50N(5kgf) ≦ 2.5Ra 標準(汎用)プローブ。
高周波焼入れや浸漬焼入れされた部品の硬度測定。カムシャフト、タービン、溶接部の熱影響部(HAZ)、大径ギアの歯底などの狭面部など。
98N(10kgf) ≦ 4.0Ra 小型鍛造品、鋳造品や熱処理された部品の硬度測定。(比較的大きな圧痕が残ります。)

METALTESTシリーズを用いて、ロックウェル硬さ試験(JIS Z2245)に準拠した測定は可能ですか?

METALTESTシリーズは、ロックウェル硬さ試験の原理をもとに、現場での硬さ測定ができるように開発されたポータブル硬さ計です。硬さ試験の考え方はロックウェル硬さ試験をベースにしていますが、JIS Z2245「ロックウェル硬さ試験―試験方法」が規定する試験方法とは異なります。

鋳物の硬さを測りたいのですが可能ですか?

リバウンド硬さ計のリーブプローブG(インパクトデバイスGタイプ)が鋳物の測定に適しています。表面が比較的平滑な場合は、リーブプローブDまたはUCIプローブ98Nでも測定が可能です。

厚さ1mmの薄い金属板の硬さ計測は可能ですか?

ポータブルロックウェル硬さ計(METALTESTシリーズ)では、最小厚さ0.08mm(HRC70)から測定可能です。コイル(鋼帯)などの薄板の硬さ測定で多くの実績があります。

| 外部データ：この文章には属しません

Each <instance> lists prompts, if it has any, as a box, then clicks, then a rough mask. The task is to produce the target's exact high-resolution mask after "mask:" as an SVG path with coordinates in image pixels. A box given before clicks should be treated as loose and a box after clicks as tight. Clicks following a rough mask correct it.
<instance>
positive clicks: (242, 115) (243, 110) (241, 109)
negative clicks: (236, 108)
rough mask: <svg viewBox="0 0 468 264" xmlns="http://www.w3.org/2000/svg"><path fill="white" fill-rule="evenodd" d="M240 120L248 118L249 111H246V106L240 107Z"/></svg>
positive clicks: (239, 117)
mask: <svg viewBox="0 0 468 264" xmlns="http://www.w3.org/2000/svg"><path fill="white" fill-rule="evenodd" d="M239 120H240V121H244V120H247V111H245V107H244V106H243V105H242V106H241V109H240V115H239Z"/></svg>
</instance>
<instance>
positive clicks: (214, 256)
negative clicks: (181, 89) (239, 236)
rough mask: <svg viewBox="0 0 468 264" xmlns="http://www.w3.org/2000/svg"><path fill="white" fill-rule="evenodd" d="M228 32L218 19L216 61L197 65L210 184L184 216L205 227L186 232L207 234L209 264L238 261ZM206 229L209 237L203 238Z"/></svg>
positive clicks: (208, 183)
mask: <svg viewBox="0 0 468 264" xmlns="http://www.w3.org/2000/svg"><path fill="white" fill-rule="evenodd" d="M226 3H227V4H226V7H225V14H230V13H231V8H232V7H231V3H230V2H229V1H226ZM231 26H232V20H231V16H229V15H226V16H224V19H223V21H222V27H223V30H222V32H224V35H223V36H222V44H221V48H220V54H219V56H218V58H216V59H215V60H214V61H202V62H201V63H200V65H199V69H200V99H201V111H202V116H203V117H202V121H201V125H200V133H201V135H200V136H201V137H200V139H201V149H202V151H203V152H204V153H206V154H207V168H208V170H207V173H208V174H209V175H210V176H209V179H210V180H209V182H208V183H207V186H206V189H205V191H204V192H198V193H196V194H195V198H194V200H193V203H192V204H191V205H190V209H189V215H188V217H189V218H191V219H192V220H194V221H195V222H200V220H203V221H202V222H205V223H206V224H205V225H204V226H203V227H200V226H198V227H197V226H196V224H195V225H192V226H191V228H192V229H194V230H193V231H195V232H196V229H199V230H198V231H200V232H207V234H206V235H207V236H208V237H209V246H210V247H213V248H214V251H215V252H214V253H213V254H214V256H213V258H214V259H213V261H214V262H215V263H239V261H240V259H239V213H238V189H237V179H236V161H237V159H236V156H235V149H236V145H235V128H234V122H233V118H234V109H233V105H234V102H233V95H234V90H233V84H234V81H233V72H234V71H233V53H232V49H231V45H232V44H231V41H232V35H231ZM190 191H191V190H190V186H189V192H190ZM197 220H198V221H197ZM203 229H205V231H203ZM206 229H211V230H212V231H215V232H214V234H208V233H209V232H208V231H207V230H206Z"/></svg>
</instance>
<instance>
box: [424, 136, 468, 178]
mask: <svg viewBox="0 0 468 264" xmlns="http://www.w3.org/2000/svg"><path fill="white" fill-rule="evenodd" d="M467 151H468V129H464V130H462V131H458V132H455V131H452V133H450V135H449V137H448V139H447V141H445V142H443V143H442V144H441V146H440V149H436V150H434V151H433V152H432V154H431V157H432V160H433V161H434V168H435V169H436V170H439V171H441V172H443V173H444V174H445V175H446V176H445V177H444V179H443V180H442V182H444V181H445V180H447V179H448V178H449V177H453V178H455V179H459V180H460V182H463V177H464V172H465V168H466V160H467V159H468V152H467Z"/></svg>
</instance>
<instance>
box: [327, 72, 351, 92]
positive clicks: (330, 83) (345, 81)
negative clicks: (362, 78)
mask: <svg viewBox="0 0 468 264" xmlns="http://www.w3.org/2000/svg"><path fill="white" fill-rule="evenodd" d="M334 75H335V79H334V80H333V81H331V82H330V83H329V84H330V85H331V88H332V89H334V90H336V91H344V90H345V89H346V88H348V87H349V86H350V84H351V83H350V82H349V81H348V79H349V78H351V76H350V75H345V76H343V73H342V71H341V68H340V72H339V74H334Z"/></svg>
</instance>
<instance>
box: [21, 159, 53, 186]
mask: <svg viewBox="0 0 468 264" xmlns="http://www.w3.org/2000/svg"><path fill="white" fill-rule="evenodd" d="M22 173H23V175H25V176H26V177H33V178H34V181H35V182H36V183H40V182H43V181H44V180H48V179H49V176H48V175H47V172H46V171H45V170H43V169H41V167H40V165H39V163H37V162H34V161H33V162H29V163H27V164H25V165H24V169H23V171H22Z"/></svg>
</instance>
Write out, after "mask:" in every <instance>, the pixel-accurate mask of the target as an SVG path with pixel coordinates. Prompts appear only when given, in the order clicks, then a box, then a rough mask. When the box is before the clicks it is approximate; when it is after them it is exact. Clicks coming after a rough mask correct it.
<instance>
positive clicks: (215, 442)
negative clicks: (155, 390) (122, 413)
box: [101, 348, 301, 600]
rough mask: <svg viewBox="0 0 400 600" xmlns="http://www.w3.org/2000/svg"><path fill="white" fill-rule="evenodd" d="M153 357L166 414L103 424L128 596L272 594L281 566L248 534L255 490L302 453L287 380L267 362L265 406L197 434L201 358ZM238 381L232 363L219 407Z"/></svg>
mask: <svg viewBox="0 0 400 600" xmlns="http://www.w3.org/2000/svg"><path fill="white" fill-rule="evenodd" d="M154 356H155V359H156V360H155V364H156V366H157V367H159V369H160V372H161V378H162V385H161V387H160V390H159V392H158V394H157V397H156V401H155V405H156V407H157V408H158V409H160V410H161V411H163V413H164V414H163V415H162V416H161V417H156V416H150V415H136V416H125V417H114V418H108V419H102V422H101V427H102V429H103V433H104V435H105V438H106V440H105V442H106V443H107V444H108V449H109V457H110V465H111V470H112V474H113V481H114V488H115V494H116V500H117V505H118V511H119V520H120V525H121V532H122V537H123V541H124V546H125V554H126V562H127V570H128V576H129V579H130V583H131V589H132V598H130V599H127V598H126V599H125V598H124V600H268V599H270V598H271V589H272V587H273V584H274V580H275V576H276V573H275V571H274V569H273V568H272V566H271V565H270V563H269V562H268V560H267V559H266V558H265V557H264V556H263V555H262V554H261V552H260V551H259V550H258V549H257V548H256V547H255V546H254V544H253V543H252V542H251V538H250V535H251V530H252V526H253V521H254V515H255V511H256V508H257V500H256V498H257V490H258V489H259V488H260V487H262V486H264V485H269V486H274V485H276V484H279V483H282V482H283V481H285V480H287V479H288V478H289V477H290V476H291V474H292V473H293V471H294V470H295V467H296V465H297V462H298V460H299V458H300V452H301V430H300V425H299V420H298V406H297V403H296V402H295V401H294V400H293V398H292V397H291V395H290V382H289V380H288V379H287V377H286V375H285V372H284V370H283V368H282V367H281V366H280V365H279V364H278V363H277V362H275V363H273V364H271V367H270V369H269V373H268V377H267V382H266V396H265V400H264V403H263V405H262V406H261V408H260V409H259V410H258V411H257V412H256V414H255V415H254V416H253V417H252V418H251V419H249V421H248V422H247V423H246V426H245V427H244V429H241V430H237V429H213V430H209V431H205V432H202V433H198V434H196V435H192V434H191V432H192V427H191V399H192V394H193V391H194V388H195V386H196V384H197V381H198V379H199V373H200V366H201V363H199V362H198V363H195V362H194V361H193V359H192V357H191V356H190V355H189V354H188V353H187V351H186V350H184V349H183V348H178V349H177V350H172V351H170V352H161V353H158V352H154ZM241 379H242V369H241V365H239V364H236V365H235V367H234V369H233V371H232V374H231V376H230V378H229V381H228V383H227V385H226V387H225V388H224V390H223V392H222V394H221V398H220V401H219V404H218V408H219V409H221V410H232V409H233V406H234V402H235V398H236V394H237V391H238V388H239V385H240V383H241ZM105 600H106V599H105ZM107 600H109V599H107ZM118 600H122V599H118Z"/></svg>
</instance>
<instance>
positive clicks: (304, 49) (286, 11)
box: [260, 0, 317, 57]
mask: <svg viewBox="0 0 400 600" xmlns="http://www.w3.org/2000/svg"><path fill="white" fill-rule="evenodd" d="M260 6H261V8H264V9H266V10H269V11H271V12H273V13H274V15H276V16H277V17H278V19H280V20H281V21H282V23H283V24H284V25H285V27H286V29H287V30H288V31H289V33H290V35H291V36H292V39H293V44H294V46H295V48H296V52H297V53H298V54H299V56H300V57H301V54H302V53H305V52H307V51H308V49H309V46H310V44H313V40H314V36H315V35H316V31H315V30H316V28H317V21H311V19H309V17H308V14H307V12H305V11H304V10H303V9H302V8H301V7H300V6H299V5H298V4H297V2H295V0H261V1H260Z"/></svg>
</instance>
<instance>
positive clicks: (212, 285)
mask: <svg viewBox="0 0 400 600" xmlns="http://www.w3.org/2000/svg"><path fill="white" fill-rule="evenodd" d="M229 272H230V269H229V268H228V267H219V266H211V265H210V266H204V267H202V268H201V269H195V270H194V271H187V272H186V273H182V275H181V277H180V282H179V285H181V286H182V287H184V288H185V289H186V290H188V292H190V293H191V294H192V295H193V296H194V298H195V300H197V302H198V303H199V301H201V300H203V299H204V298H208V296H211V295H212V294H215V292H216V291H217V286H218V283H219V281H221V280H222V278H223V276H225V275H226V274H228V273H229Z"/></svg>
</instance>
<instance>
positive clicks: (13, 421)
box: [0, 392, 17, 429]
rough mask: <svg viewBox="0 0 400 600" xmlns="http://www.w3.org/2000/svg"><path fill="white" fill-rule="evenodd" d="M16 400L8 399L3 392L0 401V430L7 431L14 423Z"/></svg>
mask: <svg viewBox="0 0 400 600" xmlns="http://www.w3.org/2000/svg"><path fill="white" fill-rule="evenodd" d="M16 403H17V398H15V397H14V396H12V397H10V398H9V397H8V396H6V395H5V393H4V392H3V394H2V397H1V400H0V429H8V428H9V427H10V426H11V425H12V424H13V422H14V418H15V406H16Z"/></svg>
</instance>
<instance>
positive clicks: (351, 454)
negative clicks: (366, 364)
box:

塗装の上から金属の硬さだけを測りたいのですが可能ですか?

残念ながら測定できません。正確な硬さを測定するためには、塗装を剥がして測定する必要があります。

ガラスや樹脂、ゴムの硬さは測定できますか?

当社で販売している硬さ計(硬度計)はすべて金属用です。ガラスや樹脂、ゴムの硬さ測定には対応していません。